I agree with Rob.
For years, my node had similar behavior, causing various kinds of intermittent issues. The problem was solved when I added an iptables rule permitting inbound IPENCAP:
iptables -t filter -I INPUT -p 4 -i <INTERFACE OF YOUR WAN> -j ACCEPT # For more security, there are scripts that will dynamically add only AMPR node IPs seen in RIP44 updates.
It was discovered when others used my web-based ping and traceroute tools from the Internet to their AMPR nodes, causing a stateful outbound connection (of the IPENCAP packet); that this permitted the return traffic from their nodes. Those who maintain a default route to the Internet via AMPRGW don't usually notice this behavior from non-44 IPs; because, generally, some packets from your Localhost have already attempted to connect outbound (DNS, NTP, e-mail, messaging, Windows Network Map, etc.), thereby establishing the stateful [firewall] connection with AMPRGW.

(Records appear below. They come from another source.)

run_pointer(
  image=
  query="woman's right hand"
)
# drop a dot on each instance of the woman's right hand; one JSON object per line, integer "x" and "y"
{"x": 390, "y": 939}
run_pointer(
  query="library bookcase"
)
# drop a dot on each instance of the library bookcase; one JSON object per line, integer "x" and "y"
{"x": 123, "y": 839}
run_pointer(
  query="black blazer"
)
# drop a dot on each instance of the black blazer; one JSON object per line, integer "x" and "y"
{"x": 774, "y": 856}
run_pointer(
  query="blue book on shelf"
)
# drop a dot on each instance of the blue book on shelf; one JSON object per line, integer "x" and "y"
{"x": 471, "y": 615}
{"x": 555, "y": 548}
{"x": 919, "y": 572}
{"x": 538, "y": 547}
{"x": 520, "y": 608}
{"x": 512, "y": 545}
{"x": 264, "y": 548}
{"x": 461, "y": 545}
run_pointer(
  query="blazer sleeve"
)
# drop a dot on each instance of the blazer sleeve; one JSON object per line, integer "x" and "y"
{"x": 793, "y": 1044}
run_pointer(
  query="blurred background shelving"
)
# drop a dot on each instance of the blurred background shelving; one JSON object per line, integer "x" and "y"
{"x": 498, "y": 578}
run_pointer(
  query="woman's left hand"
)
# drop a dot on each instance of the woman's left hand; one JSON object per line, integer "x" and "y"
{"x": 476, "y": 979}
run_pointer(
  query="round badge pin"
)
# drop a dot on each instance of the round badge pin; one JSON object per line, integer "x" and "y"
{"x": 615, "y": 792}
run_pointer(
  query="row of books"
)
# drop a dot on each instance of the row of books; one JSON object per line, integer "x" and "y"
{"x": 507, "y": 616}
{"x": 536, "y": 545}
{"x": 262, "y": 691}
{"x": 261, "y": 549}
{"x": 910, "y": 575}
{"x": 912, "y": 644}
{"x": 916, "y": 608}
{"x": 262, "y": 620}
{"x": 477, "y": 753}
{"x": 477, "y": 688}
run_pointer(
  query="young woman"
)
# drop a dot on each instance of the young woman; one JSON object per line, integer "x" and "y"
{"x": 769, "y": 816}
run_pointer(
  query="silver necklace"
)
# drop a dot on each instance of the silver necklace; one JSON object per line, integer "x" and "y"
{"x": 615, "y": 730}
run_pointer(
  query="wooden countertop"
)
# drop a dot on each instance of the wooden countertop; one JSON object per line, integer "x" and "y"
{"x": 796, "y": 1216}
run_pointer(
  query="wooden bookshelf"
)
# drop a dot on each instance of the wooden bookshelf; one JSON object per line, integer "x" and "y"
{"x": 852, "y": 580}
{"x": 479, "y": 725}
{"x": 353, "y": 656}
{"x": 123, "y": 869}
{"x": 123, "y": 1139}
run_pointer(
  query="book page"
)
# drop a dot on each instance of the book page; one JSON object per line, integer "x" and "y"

NATed hosts must be connection tracked for outbound (which is why his node can be reached by the remote after he initiates pings). "DMZ" settings usually apply only to TCP and UDP (in most consumer devices, at least). This is also further indication that our common recommendation on this list for operators to place their AMPRGW in the DMZ may not be a risk necessary to take. I should note, I've NEVER been able to use a router with AMPRNet by simply enabling the "DMZ feature" on a consumer device. We may need to compile a list of makes/models where the DMZ feature works with IPENCAP.
73,
KB3VWG
PS: The above rule is on the firewall wiki page I'm working on; I'll add details regarding why it's necessary to configure on a stateful firewall.